SPRINGFIELD (Delco) The principal of Cardinal O'Hara High School claims that she was fired this week because she rebuffed advances from a prominent member of the school community, but the Archdiocese of Philadelphia says she lost her job because of poor leadership and vision.

Marie Rogai's ouster Monday came one day after she sent an e-mail to parents of the Springfield, Delaware County, school alleging that she was being unjustly forced out.

"My career and my integrity are certainly worth fighting for and I intend to do so," Rogai, who in 2010 became the school's first female principal, wrote in her letter.

Kenneth Gavin, a spokesman for the archdiocese, described the firing as "a personnel decision" that had to do with Rogai's "leadership style and vision" rather than any specific complaint.

"It really is nothing more or less than a decision that the Office of Catholic Education made based on a variety of factors," Gavin said Tuesday. "They felt they needed new leadership there."

He said that Rogai had not been accused of any wrongdoing as principal of the school, which has more than 1,500 students.

Rogai did not answer a knock at her house Tuesday, and a spokesman for her attorney said she had no comment. Instead, he forwarded the 1,100-word letter Rogai had e-mailed to parents.

In it, the principal wrote that she was summoned to a meeting Friday with Carol Cary and Peter Balzano, the archdiocese's superintendent and director of secondary education.

At the meeting, Rogai wrote, Cary and Balzano told her that parents had complained about her leadership and the school's advisory board had voted to remove her as principal. The supervisors asked her to resign, and she refused.

Rogai's e-mail, written in part as an open letter to Cary, said that she never received any documentation of the parents' complaints about her or the board's vote.

The only specific complaints that it said Cary and Balzano relayed in their meeting were that she was "too direct" and did not smile enough.

Her e-mail also said that Cary and Balzano mentioned complaints about her from a man who is a prominent volunteer in the school community. The Inquirer is not identifying him because he could not be reached for comment.

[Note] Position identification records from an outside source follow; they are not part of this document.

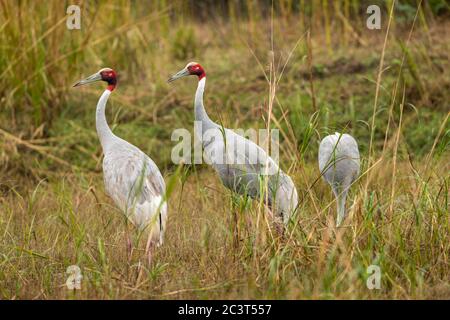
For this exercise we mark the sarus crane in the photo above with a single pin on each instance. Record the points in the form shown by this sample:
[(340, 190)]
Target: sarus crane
[(131, 178), (242, 165), (339, 166)]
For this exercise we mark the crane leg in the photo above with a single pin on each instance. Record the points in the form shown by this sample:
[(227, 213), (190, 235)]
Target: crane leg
[(129, 245)]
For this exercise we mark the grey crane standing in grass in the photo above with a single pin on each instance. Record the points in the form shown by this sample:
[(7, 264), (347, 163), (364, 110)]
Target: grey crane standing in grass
[(131, 178), (243, 166), (339, 165)]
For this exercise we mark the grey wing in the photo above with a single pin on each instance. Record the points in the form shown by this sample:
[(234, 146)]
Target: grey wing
[(338, 157), (243, 166), (239, 162)]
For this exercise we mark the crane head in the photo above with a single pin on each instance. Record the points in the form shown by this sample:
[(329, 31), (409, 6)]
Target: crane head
[(191, 69), (106, 74)]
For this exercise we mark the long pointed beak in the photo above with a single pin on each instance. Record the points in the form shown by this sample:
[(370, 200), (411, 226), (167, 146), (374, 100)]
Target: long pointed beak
[(92, 78), (179, 74)]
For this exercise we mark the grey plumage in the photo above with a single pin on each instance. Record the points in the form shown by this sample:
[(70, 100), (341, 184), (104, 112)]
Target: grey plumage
[(339, 165), (242, 165), (131, 178)]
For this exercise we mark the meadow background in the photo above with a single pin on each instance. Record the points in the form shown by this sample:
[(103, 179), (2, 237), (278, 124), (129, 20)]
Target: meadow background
[(389, 88)]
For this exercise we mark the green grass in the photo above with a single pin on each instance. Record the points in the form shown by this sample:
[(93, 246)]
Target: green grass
[(53, 208)]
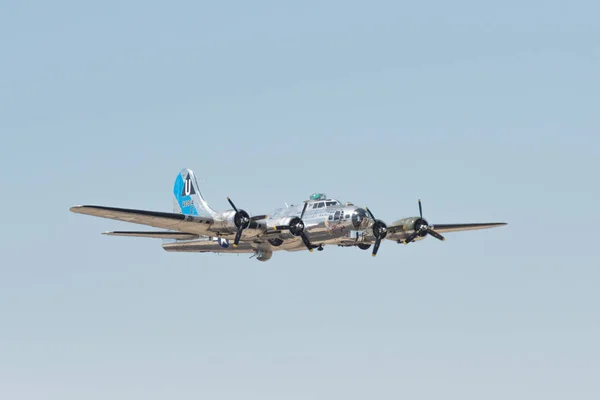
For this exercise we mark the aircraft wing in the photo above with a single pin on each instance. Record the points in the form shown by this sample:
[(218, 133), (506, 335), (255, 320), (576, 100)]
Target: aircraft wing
[(209, 245), (444, 228), (191, 224), (154, 234)]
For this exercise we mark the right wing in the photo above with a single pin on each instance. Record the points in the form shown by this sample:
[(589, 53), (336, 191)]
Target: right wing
[(209, 245), (443, 228), (154, 234), (172, 221)]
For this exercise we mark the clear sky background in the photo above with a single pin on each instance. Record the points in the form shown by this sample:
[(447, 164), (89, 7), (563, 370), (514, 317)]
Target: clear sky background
[(487, 111)]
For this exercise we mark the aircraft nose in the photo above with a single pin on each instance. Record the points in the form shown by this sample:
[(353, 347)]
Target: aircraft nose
[(360, 219)]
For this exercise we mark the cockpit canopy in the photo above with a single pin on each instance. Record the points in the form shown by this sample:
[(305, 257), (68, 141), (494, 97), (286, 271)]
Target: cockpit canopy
[(318, 196), (320, 200)]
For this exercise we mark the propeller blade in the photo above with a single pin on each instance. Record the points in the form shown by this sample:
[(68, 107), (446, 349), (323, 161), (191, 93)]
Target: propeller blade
[(376, 247), (435, 234), (304, 209), (232, 205), (306, 241), (238, 236), (370, 213), (411, 237)]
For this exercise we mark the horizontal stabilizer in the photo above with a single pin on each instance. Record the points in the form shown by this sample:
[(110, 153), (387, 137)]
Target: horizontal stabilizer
[(154, 234)]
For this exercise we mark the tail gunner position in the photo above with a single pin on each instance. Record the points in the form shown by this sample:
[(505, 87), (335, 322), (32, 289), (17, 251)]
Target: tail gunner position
[(195, 227)]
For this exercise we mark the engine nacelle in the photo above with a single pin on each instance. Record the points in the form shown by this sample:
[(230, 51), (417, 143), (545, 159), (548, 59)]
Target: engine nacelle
[(403, 228), (263, 255), (225, 222)]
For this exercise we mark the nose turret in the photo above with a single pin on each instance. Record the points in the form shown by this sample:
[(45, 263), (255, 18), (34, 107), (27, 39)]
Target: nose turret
[(360, 219)]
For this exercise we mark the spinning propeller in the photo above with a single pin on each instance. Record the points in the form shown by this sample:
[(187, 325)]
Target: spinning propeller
[(242, 221), (422, 228), (379, 231), (296, 227)]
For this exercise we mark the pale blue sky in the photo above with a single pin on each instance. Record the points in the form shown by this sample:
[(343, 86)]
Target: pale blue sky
[(488, 112)]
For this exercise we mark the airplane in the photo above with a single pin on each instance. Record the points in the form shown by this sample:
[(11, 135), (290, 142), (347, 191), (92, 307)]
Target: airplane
[(317, 222)]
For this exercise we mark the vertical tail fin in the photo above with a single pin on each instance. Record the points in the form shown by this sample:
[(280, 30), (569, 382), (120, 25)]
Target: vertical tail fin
[(188, 199)]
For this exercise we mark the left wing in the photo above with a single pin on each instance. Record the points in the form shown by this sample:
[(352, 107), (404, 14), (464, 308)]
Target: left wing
[(445, 228), (172, 221)]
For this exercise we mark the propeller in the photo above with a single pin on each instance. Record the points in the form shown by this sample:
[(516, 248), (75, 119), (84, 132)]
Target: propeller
[(422, 228), (242, 221), (379, 231), (296, 227)]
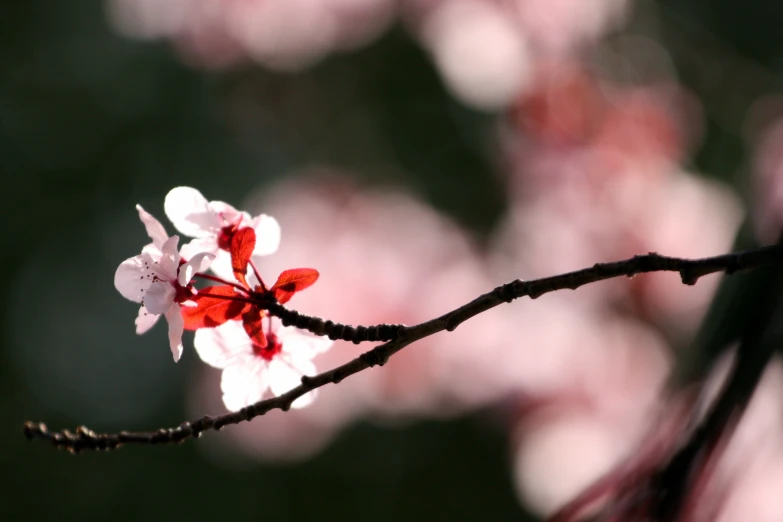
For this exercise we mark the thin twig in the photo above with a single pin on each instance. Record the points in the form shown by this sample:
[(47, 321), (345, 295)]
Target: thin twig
[(690, 271)]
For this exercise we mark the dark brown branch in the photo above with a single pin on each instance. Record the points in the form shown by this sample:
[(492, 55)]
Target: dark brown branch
[(690, 271)]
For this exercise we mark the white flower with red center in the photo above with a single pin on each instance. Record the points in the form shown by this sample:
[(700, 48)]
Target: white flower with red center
[(160, 280), (250, 369), (213, 225)]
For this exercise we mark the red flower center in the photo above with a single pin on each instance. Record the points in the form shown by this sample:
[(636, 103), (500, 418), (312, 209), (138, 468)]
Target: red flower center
[(226, 234), (184, 293), (272, 348)]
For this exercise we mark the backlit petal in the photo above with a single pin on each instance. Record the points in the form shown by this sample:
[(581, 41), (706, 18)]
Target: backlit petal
[(198, 246), (189, 211), (130, 280), (169, 261), (225, 213), (154, 228), (199, 263), (159, 297), (224, 345), (267, 235), (145, 320), (176, 326), (244, 384)]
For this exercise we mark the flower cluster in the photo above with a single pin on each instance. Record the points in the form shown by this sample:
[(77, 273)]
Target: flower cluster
[(234, 330)]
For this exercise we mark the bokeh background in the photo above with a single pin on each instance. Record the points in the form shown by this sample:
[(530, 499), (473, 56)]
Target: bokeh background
[(417, 153)]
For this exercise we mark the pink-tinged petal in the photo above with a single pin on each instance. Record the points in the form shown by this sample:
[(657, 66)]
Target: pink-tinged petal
[(285, 373), (244, 384), (169, 261), (145, 320), (224, 345), (221, 266), (212, 309), (198, 246), (189, 211), (302, 344), (155, 229), (176, 327), (130, 278), (198, 263), (225, 213), (267, 235), (159, 297)]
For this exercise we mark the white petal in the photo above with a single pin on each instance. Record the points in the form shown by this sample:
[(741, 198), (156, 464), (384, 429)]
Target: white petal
[(176, 327), (222, 346), (169, 261), (189, 211), (154, 228), (198, 246), (153, 251), (159, 297), (244, 384), (198, 263), (145, 320), (130, 278), (221, 266), (225, 213), (286, 373), (267, 235)]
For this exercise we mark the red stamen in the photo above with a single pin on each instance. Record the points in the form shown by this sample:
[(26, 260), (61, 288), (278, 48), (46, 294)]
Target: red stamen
[(258, 276), (222, 281)]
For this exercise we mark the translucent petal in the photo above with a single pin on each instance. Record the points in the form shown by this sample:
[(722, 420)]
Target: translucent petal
[(169, 261), (224, 345), (221, 266), (199, 263), (267, 235), (176, 327), (189, 211), (286, 372), (130, 278), (159, 297), (225, 213), (244, 384), (198, 246), (154, 228), (145, 320)]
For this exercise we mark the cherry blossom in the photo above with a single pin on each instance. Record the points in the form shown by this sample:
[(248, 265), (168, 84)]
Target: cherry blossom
[(159, 279), (213, 224), (250, 369)]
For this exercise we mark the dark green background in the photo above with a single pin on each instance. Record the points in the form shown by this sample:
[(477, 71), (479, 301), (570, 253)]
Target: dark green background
[(91, 124)]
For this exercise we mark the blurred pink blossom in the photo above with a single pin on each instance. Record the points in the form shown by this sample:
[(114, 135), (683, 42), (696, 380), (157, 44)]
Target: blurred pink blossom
[(285, 35), (383, 257)]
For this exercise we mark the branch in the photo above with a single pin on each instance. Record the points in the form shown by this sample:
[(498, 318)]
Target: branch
[(690, 271)]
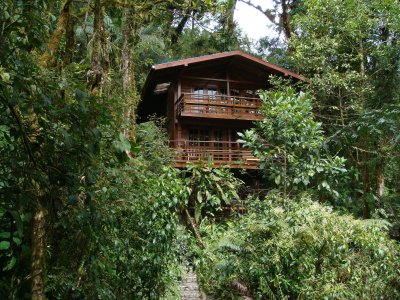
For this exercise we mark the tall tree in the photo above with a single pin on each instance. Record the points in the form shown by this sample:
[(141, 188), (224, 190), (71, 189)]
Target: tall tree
[(349, 49)]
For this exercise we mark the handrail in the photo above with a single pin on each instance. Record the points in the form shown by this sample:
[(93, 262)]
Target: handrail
[(221, 106)]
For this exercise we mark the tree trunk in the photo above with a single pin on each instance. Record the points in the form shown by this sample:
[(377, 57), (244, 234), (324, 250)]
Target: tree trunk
[(96, 67), (366, 188), (193, 227), (380, 181), (128, 69), (48, 56), (285, 19), (38, 253), (179, 29), (69, 41)]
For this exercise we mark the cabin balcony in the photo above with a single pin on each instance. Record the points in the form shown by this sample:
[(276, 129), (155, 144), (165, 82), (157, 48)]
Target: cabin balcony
[(219, 107), (221, 153)]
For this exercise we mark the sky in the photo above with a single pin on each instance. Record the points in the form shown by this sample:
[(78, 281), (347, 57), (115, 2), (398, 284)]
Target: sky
[(253, 22)]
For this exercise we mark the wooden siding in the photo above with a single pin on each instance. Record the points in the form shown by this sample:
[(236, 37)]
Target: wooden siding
[(221, 152), (219, 106)]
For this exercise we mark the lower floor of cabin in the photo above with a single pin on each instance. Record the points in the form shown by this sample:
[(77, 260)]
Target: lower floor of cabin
[(195, 141)]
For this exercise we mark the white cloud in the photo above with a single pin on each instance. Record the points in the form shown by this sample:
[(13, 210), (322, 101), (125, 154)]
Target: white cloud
[(252, 21)]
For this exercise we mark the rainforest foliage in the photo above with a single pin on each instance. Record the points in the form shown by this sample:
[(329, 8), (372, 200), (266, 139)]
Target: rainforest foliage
[(90, 205)]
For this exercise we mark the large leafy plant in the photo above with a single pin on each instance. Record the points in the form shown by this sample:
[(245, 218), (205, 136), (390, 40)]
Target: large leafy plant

Rogai, who is married and has a son, said in the letter that she "repeatedly" deflected unwanted physical contact from that man. It said she had repeatedly told her supervisor, Cardinal O'Hara president William McCusker, about those advances as well.

Gavin, the archdiocese spokesman, said that Cary's and Balzano's office had been unaware of Rogai's accusation of unwanted advances before the meeting Friday. "That's certainly something that the archdiocese is looking into right now," he said.

A woman who answered a call to Cary's home on Tuesday declined a request for comment. Balzano and McCusker could not be reached.

Rita Schwartz, who heads the union of Catholic school teachers in the archdiocese, said no teacher had filed a complaint about Rogai and she did not know why Rogai had been fired. As an administrator, the principal is not represented by the union.

Rogai has retained the law firm of McElhatton Foley. On Tuesday, a spokesman for the firm declined to say what Rogai's next steps might be.

In her e-mail to parents, Rogai quoted the mission statements of the school and the archdiocese, contended that her dismissal was "inconsistent with Christian principles of fairness," and asked, "What lesson will this send to the students? Will they be learning the lesson that hard work, dedication and commitment are their own reward? Or will the message be that some people have more 'pull' than others?"

Before becoming principal, Rogai taught social studies and Spanish. She had been at the high school since 1999.